Las, amie lectrice, ami lecteur, le faix de ton immaturité indécrottable me pèse autant que les lourdes valises de ta désinvolte irresponsabilité. Oui, insignifiant scarabée pusillanime, tu es mon sparadrap haddockien, mon phtirus pubis gonovore, la déjection canine à ma semelle collée. Car, pour ma plus grande affliction, je me suis donné pour sacerdoce d'être le grand frère rassurant dans la cité délabrée de ton existence, la tondeuse à gazon électrique qui coupe à ras la pelouse de tes névroses, le GPS intime de la Twingo de ta destinée, qui t'indique à chaque instant le chemin le plus direct vers la félicité et te prévient à l'approche des radars automatiques des vicissitudes humaines. Et crois-moi, ce n'est vraiment pas de la tarte !

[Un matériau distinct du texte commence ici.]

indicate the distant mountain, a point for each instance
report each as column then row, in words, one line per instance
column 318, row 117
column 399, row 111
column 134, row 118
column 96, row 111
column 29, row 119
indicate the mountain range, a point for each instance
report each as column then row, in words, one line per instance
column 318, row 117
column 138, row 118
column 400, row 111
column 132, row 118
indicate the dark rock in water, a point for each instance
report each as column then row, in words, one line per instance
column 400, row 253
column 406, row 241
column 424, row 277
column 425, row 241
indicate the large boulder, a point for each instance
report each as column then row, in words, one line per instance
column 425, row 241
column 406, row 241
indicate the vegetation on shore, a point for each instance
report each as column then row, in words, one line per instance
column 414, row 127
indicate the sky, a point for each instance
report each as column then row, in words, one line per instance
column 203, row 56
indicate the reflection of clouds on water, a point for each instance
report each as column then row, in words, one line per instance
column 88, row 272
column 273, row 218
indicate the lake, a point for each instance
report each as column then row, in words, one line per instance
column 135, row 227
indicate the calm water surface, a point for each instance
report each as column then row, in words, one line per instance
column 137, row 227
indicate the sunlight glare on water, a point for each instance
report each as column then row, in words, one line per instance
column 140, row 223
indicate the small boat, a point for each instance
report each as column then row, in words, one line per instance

Il m'eût paru souhaitable, jeune sarcophaga stercoraria inconséquent, de laisser la bride de la liberté sur le cou de ta propre expérience, tant il est vrai que c'est en goûtant soi-même à la merde du vécu que l'on affine les papilles gustatives de son épanouissement pour mieux la distinguer plus tard du chocolat de l'ataraxie.

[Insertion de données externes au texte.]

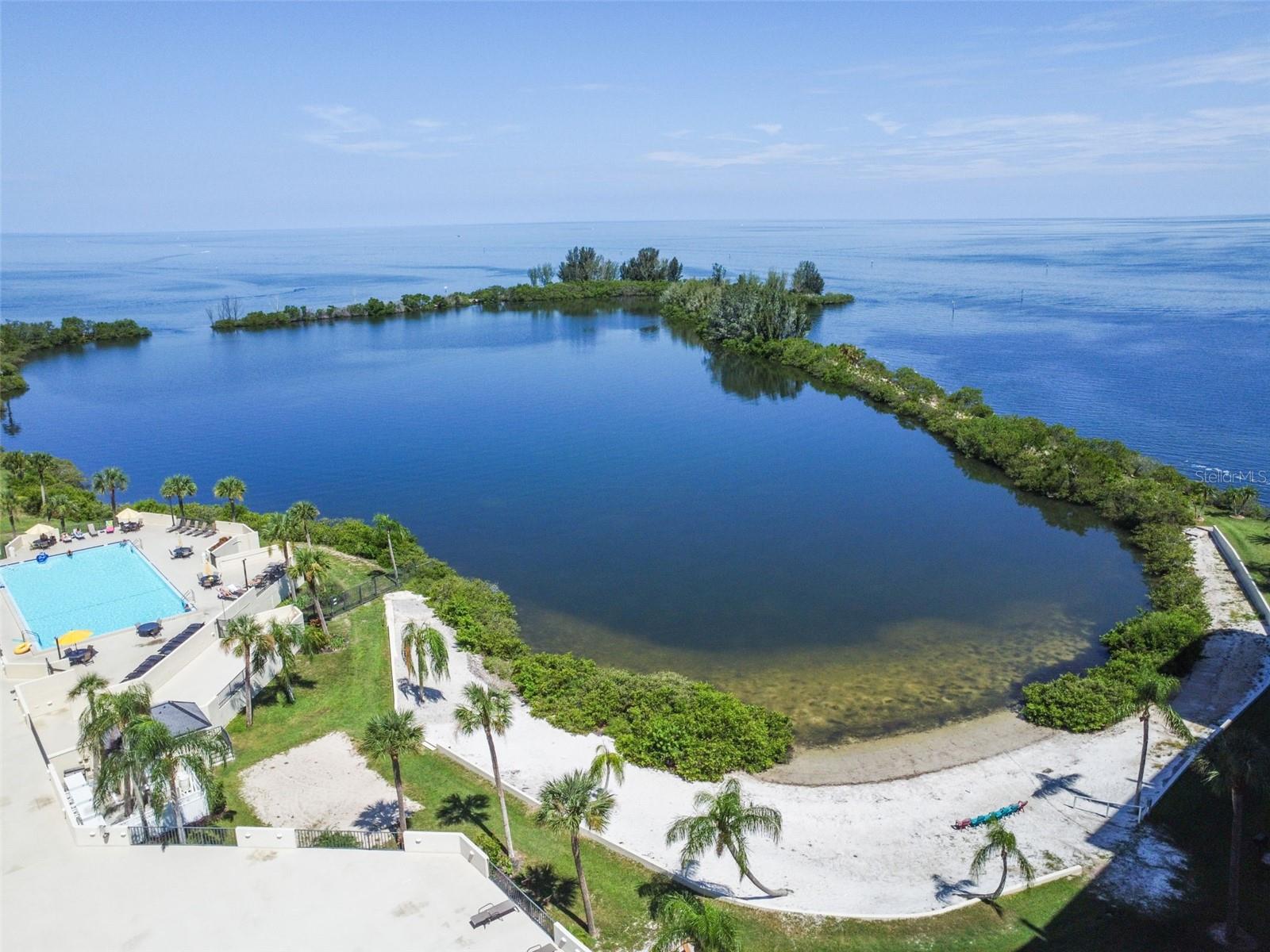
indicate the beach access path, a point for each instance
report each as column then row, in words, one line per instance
column 883, row 848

Malheureusement, la serpillière de ma clairvoyance nettoie le linoleum de l'évidence : tu n'es pas encore prêt, petit cancrelat hésitant, et la main de ma responsabilité déroule le papier-toilette du devoir et tire la chasse d'eau de mes réticences. Je reviens donc ici te dispenser une nouvelle leçon de vie dont tu sauras, j'en suis convaincu, tirer le meilleur parti pour faire un pas de plus sur le chemin vicinal de la condition humaine qui sentira pour toi la noisette de la plénitude.

Tu n'es pas encore prêt, disais-je donc comme tu l'auras remarqué si tu as bien suivi, ami lecteur, amie lectrice, car, à l'instar de la coquette découvrant une tâche de vin sur sa belle robe blanche, je perçois encore en toi la souillure de la tentation de la violence la plus bestiale. Ne le nie pas, petite cicadelle pruineuse, j'ai passé l'aspirateur de ma curiosité dans les recoins poussiéreux du net et j'y ai débusqué, de-ci de-là et ailleurs, l'araignée de la fureur impétueuse.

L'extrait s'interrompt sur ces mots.